PartiView is a strange beast. It is available for Windows, Mac, Linux and IRIX, but its rudimentary interface and affinity for command-line consoles don’t win it any beauty or usability contests. PartiView doesn’t do fancyful stuff like surface textures of planets — its one strength is the brute force rendering of constellations of particles, which is ideally suited to these kinds of extragalactic datasets. When it comes to this kind of data (of which the Sloan Digital Sky Survey is just one of several datasets available) PartiView can really put on a show:

Hayden Planetarium’s PartiView: Lots of galaxies from Stefan Geens on Vimeo.

You will need to RTFM to use PartiView, however.

To conclude: For navigating the Solar System and nearby stars, Celestia still rules, though bear in mind that WWT is beta. WWT provides the easiest path to getting a sense of the size and the composition of the visible universe (if you have Windows), while for those willing to do the work, PartiView offers the most data and can produce some beautiful results.

(For those willing to pay, Starry Night also offers a 3D simulation of the Solar System and nearby stars. I haven’t tried it.)
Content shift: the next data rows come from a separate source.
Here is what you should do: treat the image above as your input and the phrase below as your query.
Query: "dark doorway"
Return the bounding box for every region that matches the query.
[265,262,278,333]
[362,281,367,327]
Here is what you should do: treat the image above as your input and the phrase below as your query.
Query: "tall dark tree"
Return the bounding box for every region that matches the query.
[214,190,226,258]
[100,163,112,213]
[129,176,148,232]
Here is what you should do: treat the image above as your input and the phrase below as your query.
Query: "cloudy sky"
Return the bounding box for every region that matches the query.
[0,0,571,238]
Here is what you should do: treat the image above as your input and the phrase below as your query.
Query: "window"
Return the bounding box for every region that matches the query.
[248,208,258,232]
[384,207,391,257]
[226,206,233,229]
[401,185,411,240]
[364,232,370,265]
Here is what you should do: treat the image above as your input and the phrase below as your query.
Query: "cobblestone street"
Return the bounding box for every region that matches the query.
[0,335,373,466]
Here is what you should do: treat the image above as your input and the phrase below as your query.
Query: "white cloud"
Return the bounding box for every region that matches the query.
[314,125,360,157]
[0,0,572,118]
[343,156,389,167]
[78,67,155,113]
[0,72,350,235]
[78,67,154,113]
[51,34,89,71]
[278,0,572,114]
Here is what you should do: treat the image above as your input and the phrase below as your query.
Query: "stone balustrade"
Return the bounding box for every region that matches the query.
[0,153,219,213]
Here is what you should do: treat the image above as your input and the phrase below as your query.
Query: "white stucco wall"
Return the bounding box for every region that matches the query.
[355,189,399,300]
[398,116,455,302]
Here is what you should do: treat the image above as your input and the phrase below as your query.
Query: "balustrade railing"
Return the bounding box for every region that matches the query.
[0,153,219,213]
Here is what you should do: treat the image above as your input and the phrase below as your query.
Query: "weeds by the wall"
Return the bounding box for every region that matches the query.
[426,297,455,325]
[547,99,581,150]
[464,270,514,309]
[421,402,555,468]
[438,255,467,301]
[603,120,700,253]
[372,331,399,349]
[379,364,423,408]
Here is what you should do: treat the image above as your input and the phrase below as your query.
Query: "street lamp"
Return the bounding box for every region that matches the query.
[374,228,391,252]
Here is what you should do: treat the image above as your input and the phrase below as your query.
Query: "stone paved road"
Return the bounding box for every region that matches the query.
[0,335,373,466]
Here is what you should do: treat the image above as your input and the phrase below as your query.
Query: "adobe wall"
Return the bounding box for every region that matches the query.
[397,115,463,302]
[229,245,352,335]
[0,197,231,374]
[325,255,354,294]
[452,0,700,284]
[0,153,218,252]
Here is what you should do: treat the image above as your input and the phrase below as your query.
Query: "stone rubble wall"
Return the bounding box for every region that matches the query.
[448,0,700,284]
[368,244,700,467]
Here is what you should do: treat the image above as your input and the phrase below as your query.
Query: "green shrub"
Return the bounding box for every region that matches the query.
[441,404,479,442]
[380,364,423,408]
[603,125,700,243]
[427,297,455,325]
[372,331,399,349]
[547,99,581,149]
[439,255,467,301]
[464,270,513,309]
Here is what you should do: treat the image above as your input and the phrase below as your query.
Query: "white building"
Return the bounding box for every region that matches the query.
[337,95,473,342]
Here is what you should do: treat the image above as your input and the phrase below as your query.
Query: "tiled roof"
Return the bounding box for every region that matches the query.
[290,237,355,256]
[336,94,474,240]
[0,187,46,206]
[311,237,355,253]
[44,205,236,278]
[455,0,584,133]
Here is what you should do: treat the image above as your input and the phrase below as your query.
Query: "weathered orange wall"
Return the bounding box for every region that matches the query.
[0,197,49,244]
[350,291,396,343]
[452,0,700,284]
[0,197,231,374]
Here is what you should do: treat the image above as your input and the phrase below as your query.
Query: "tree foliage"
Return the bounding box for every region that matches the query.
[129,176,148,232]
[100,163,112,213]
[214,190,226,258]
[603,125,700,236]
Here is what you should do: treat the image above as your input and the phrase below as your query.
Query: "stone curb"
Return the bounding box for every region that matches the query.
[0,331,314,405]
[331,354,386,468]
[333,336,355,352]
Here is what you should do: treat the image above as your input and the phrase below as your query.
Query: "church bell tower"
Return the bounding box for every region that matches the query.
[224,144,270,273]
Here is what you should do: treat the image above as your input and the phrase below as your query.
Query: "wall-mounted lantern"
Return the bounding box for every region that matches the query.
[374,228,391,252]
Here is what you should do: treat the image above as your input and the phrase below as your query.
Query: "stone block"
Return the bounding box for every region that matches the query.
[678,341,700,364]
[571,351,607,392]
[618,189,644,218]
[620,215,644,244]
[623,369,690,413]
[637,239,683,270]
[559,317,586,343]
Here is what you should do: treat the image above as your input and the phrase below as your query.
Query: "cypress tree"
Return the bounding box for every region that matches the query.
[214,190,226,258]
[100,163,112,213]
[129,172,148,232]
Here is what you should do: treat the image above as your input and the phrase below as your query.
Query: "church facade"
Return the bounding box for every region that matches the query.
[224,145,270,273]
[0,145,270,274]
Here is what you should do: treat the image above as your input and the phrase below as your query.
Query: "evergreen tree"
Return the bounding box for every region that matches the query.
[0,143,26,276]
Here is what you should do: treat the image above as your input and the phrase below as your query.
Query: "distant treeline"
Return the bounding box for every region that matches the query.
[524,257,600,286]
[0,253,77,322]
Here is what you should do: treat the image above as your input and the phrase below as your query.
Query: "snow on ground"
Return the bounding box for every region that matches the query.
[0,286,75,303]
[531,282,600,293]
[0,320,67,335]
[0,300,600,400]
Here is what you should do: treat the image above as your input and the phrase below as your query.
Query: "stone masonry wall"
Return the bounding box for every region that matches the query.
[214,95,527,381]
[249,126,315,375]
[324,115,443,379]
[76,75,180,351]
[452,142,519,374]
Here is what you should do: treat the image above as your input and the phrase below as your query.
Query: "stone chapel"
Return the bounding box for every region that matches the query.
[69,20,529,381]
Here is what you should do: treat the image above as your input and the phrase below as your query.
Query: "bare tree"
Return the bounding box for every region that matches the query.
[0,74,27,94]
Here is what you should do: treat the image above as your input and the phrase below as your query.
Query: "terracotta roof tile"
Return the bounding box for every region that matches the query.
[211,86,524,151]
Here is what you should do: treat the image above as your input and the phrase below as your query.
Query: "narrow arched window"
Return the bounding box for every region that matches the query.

2 thoughts on “Virtual universes compared: Microsoft WorldWide Telescope, Celestia, Hayden’s Digital Universe”

  1. You forgot to mention that WWT seems to render Saturn as a sphere (based on the screenshot) whereas Celestia renders it in its correct oblate spheroid shape. Saturn is the most flattened spheroid planet and the screenshot shows how obvious WWT’s limitation is.

  2. Two comments from Europe (and not from Hayden Planetarium):

    1) Partiview can be used quite easily

    2) The sentence “This is the first time that a 3D visualization of the furthest observable objects in the universe has been made so accessible to the casual user, for free.”

    is wrong. That is many years I am using partiview and it contained SDSS and 2DF data.